Uma recente decisão do Conselho Nacional de Justiça (CNJ) promete impactar diretamente o mercado imobiliário brasileiro ao confirmar a possibilidade de utilização de instrumento particular para a constituição da alienação fiduciária em determinadas operações. A medida fortalece a tendência de desburocratização das negociações imobiliárias e pode representar redução de custos, maior agilidade e mais eficiência para compradores, vendedores, incorporadoras e instituições financeiras.
A alienação fiduciária é atualmente a principal modalidade de garantia utilizada em financiamentos imobiliários. Nesse modelo, o imóvel permanece na posse do comprador, mas a propriedade é transferida fiduciariamente ao credor até a quitação integral da dívida. Por isso, qualquer mudança relacionada à formalização desses contratos desperta atenção de todo o setor.

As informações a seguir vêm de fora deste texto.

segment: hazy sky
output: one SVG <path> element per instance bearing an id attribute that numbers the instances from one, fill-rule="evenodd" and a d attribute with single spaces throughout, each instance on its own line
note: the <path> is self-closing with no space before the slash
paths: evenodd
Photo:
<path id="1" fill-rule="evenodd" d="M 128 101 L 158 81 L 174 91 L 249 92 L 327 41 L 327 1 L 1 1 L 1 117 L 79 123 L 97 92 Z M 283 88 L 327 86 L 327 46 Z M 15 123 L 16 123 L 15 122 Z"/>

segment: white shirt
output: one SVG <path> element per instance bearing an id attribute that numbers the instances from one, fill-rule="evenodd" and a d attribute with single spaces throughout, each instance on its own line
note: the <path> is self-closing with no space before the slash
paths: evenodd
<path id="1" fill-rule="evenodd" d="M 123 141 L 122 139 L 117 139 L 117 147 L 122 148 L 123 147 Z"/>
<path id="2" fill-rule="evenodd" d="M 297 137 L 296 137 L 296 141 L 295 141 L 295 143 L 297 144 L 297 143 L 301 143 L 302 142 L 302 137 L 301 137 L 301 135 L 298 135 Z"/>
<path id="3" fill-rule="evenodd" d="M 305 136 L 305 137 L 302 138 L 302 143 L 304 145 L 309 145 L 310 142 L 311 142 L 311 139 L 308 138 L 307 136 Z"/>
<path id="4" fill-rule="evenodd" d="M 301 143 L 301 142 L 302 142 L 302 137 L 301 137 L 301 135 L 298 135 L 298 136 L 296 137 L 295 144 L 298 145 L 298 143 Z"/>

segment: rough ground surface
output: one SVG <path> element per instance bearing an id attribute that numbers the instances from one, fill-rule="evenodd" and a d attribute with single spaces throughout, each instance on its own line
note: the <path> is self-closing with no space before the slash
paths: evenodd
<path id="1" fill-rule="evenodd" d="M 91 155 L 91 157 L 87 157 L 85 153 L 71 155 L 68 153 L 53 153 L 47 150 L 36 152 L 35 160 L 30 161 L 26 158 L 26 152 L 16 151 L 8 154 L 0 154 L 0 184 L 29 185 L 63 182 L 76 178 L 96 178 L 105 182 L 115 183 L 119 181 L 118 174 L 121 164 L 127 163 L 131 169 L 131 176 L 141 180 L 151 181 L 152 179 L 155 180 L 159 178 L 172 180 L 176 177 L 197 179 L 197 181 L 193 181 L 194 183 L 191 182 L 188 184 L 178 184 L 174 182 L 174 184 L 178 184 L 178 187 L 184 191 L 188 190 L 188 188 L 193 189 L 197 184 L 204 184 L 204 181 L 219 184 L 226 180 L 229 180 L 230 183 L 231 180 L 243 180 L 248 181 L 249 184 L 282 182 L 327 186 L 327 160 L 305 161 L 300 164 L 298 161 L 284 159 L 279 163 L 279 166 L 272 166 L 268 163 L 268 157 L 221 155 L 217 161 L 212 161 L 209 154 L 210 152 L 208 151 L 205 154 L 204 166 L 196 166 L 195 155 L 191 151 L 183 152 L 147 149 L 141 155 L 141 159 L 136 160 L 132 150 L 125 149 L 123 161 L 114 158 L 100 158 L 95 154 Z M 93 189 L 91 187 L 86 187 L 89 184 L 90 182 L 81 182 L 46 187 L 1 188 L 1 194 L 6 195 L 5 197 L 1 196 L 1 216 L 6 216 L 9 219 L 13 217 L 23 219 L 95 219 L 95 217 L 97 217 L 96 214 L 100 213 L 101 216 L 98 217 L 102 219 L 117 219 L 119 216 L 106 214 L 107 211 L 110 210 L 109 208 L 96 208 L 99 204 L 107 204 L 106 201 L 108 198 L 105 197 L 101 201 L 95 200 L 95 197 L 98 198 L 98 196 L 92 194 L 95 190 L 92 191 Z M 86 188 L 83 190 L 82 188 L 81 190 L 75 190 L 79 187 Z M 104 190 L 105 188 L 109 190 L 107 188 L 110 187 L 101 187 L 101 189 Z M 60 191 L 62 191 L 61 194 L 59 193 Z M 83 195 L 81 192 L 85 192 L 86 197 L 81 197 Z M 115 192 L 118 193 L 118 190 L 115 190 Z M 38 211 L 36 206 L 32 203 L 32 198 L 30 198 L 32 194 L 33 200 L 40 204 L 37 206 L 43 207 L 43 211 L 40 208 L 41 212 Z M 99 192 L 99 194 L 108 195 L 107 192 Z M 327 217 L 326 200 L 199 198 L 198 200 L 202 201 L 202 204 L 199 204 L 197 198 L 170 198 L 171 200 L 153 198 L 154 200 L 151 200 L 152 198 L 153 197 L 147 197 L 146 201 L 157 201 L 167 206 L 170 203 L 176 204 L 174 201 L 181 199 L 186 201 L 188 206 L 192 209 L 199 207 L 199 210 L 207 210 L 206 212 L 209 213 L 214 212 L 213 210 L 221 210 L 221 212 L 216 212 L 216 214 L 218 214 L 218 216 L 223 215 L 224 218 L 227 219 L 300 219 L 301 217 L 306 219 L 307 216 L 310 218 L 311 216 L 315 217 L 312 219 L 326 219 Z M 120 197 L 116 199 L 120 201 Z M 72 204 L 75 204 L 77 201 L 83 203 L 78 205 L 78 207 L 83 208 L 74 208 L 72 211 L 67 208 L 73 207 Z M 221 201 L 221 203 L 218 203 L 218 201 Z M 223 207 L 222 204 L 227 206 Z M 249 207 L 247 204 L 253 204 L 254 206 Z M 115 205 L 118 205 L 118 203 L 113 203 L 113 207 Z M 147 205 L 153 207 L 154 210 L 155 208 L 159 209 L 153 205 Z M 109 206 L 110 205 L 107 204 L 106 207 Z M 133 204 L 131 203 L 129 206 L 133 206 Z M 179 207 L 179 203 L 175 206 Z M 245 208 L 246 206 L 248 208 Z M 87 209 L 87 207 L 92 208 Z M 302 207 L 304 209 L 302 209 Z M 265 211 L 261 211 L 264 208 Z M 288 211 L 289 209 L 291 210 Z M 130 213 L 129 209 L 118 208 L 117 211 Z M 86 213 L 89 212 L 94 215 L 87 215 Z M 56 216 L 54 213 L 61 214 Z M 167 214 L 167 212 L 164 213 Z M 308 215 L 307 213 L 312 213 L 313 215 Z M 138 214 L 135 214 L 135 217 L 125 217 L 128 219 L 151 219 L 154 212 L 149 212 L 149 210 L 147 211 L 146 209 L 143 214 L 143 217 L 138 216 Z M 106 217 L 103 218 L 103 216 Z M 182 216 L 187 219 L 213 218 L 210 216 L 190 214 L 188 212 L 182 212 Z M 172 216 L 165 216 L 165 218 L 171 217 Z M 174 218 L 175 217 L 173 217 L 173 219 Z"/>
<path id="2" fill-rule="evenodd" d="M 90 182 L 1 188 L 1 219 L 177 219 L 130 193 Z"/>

Segundo o advogado e especialista em Direito Imobiliário Stéfano Ribeiro Ferri, a principal mudança está na eliminação de uma exigência que, até então, gerava custos e atrasava operações sem respaldo legal.
"O CNJ consolidou o entendimento de que a alienação fiduciária de imóveis pode ser formalizada por instrumento particular com efeitos de escritura pública, independentemente de o credor integrar o Sistema Financeiro da Habitação (SFH ou o Sistema de Financiamento Imobiliário (SFI). Na prática, isso significa que deixa de ser obrigatória, nessas hipóteses, a lavratura de escritura pública em cartório de notas. É importante destacar, porém, que o registro do contrato no Cartório de Registro de Imóveis continua sendo indispensável para que a garantia produza efeitos perante terceiros e tenha validade jurídica”.
Com isso, os principais beneficiados são compradores, incorporadoras, loteadoras, fundos de investimento, securitizadoras, fintechs e demais empresas que utilizam imóveis como garantia em operações de crédito. A medida também favorece o mercado como um todo, pois amplia a concorrência entre os agentes que oferecem crédito, reduz custos operacionais e confere maior previsibilidade às transações.
O especialista pontua que “ela encerra uma insegurança jurídica que se instaurou após os provimentos editados pelo próprio CNJ em 2024, que restringiam o uso do instrumento particular e geravam interpretações divergentes entre os cartórios."
Na avaliação do advogado, a decisão demonstra que a simplificação dos procedimentos não representa redução da proteção jurídica das partes envolvidas.
"O contrato deve ser elaborado com precisão, contendo cláusulas claras sobre o valor da dívida, condições de pagamento, encargos, hipóteses de inadimplemento e procedimentos para eventual consolidação da propriedade. Além disso, o registro no Cartório de Registro de Imóveis continua sendo obrigatório. Sem esse registro, a alienação fiduciária não se constitui validamente”.
Para compradores, investidores e empresas que pretendem utilizar a alienação fiduciária como garantia, Ferri destaca que a decisão amplia as possibilidades de formalização, mas não afasta a necessidade de planejamento jurídico e análise documental.
"Um contrato bem estruturado continua sendo o principal instrumento para prevenir litígios futuros. É fundamental verificar se o imóvel está regular, livre de restrições registrais e com a documentação em ordem antes da constituição da garantia. A realização de uma due diligence imobiliária continua sendo uma etapa recomendável, especialmente em operações de maior valor. Outro ponto importante é não confundir a dispensa da escritura pública com a dispensa do registro imobiliário. O registro permanece sendo requisito essencial para a constituição da alienação fiduciária e para a produção de seus efeitos perante terceiros”, destaca o advogado, que esclarece que a decisão do CNJ traz um ambiente de maior segurança jurídica e previsibilidade para o mercado e tende a estimular novas operações de crédito garantidas por imóveis, ampliar a concorrência entre os agentes financiadores e tornar o crédito mais acessível.